Overgrown incisor teeth (particular the lower incisors) are the most common oral problem in rats as their incisors continuously grow. With only the incisors continuously growing in rats, dental disease affecting the cheek teeth is much less common than in some other rodents such as guinea pigs whose molars also grow continuously.
Providing a good quality diet and enrichment items for rats to gnaw on can help to avoid overgrown incisor teeth.
Overgrown incisor teeth are sometimes the result of malocclusion (misalignment of the top and bottom teeth, either present since birth or because of trauma).
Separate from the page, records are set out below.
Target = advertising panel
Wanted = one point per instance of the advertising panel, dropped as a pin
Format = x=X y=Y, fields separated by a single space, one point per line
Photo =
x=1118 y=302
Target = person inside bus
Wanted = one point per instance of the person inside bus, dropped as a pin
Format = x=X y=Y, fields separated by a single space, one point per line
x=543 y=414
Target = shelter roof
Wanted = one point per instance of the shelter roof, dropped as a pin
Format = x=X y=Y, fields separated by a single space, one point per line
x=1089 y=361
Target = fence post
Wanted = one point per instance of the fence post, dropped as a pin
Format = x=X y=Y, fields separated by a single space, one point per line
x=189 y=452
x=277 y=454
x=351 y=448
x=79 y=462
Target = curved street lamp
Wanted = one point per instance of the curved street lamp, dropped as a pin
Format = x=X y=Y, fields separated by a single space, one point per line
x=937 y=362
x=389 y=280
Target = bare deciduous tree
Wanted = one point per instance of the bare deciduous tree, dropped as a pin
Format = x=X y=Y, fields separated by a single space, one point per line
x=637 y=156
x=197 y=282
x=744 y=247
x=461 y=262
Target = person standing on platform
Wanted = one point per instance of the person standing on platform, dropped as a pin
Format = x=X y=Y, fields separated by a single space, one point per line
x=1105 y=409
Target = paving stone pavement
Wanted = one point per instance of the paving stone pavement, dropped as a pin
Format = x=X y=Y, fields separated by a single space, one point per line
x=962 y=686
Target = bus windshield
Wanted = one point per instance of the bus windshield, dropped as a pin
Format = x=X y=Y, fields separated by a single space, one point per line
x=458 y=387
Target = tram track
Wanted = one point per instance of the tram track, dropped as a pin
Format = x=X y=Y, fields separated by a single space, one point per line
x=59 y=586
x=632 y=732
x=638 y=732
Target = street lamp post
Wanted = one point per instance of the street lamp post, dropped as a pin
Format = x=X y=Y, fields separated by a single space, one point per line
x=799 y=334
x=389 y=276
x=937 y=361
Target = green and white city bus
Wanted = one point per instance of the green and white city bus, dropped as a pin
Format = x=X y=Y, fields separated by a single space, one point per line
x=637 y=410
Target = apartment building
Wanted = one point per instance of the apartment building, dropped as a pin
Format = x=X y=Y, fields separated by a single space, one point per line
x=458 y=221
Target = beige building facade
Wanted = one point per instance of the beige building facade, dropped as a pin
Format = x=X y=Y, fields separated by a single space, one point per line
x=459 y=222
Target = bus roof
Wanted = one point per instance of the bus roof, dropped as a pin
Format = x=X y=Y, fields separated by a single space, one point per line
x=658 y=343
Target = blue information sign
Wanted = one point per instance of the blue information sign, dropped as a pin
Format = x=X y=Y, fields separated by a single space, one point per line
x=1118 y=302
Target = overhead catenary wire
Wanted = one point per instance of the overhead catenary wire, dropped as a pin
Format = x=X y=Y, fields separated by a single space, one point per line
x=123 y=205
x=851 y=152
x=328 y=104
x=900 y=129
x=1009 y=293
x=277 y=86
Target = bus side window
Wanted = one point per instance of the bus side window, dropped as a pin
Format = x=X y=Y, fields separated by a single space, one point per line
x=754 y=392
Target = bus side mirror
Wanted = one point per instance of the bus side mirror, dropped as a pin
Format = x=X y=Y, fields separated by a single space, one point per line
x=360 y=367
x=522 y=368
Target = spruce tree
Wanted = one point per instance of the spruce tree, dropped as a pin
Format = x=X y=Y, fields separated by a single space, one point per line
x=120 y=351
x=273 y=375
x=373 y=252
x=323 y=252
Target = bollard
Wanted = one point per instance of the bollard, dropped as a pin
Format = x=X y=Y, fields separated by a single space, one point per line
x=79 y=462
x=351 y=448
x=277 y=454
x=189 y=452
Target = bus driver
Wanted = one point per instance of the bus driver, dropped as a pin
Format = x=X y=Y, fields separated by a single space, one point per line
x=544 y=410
Affected animals may be off their food, slobbering and drooling, and have weight loss. There may be swelling on the face, and this might be painful, as evidenced by them rubbing at their face or wiping it against the enclosure.
Speak to your veterinarian about treatment, which requires trimming the teeth every 4-5 weeks using a high-speed dental burr (it is recommended that this is done by a veterinarian under anaesthesia to avoid injury to the rat). Clipping with nail clippers can result in shattering of the teeth or longitudinal splits. The affected tooth (or teeth) can be extracted, but this is very difficult to do (the root is much longer than the tooth).
Mammary tumours in rats
Mammary tumours are the most common cancer in rats. They can occur over a large area as mammary tissue is very widespread in rats – see the diagrams below. The tumours can be very fast growing, doubling in size within two weeks or less.
The tumours can usually be surgically removed successfully in rats since most mammary tumours do not metastasise (spread to other organs). However, recurrence in other previously unaffected mammary tissue is common, requiring more surgery. Better results are achieved if the tumours are removed when they are small.
Desexing of rats is highly recommended to help reduce the incidence of mammary neoplasia as mammary tumours appear to have a hormonal cause in rats. The most benefit in terms of mammary tumour risk reduction is achieved by spaying rats before they are three months old but spaying between four and seven months will also help reduce the risk, just not as significantly.
Chronic respiratory disease in rats
Upper or lower respiratory tract diseases are the most common health problem in rats. Clinical signs are variable and include:
- Laboured, rapid breathing
- Sniffling and sneezing
- Red nasal discharge and clicking sounds. A term often used is ‘snicking’.
- Red tears (chromodacryorrhoea)
- Head tilt
- Reduced grooming
- Weight loss
The cause of chronic respiratory disease (CRD) in rats is multifactorial.
- Irritation of the airways with dust, aromatic oils (pine, cedar, etc), and ammonia (from urine) damages the lining of the respiratory tract.
- This lining is then invaded by Mycoplasma, a type of bacteria.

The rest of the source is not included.